Of course this is all bullshit. As we've noted previously, the "race to 5G" rhetoric is largely nonsense crafted by hardware vendors looking to sell more network hardware and wireless carriers looking to justify high US mobile data prices and spur lagging phone and tablet sales. It's not a race, there's no way to measure a winner (especially given our broadband maps are hot garbage due to regulatory capture), and the only folks likely to win this particular game are the companies selling the hype and related products.
5G is important, but it's not paradigm-rattling important.
5G will be a very useful evolution in wireless in that it will provide faster, lower latency networks that are more easily managed (in large part due to virtualization technology). But 5G is not some mystical fucking panacea. It can't, for example, magically compensate for the reduction in competition in the wake of the T-Mobile deal, a bit of mathematics that never ends well for consumers (go ask a Canadian or the Irish). It won't miraculously compensate for regulatory capture at the Ajit Pai FCC. Given these and other broken market realities, it's unlikely to result in what consumers really want: lower prices.
In tech policy circles, 5G has become the equivalent of lobbying and policy mysticism, entirely untethered from factual reality. You just sprinkle a little bit on your argument and you can use it to justify pretty much anything. Blake Reid, a Professor at Colorado Law, probably put it best:
5G is magic policy dust that folks are now just trying to sprinkle on anything they’d like to justify. https://t.co/jO7tzqmMrW
— Blake Reid👨🏻💻 (@blakereid) February 13, 2019
Again, it's perfectly fine if you're realistically enthusiastic about the modest but important improvements 5G networks are going to bring. But carriers have been trying to pass the technology off as the next industrial revolution and some kind of deus ex machina.
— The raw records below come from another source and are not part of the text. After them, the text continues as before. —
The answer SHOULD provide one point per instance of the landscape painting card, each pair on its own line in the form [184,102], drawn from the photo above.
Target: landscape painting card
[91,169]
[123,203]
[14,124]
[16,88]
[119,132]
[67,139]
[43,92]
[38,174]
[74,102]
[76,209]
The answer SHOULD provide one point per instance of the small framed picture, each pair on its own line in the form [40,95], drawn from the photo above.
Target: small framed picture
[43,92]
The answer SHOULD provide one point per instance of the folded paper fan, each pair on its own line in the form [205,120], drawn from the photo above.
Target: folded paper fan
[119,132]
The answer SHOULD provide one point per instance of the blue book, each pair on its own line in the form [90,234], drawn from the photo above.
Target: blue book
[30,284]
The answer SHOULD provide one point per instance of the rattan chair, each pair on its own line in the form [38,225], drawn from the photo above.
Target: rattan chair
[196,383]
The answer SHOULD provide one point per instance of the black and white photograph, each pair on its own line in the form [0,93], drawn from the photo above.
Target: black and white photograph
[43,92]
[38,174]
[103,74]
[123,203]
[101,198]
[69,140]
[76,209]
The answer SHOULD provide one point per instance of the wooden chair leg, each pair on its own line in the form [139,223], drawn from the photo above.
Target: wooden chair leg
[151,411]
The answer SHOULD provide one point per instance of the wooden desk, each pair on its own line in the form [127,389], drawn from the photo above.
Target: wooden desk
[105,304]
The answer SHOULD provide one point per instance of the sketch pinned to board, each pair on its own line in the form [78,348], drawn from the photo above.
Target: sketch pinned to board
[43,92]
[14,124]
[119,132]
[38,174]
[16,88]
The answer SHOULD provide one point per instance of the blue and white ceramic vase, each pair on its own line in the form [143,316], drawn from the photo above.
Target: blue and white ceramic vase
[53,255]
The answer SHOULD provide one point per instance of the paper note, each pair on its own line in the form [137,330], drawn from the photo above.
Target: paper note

Not just because they want to sell product, but because they're using it as a regulatory carrot on a stick, claiming that unless you give big telecom "X" (X=less oversight, more subsidies, merger approval, the death of net neutrality), America will somehow fall behind an arbitrary measurement they've entirely pulled out of their collective ass.
If we follow down the rabbit hole hyping 5G without addressing the massive problems in both the fixed and wireless US broadband markets, this race ends with all of us crying and nursing a pulled hamstring.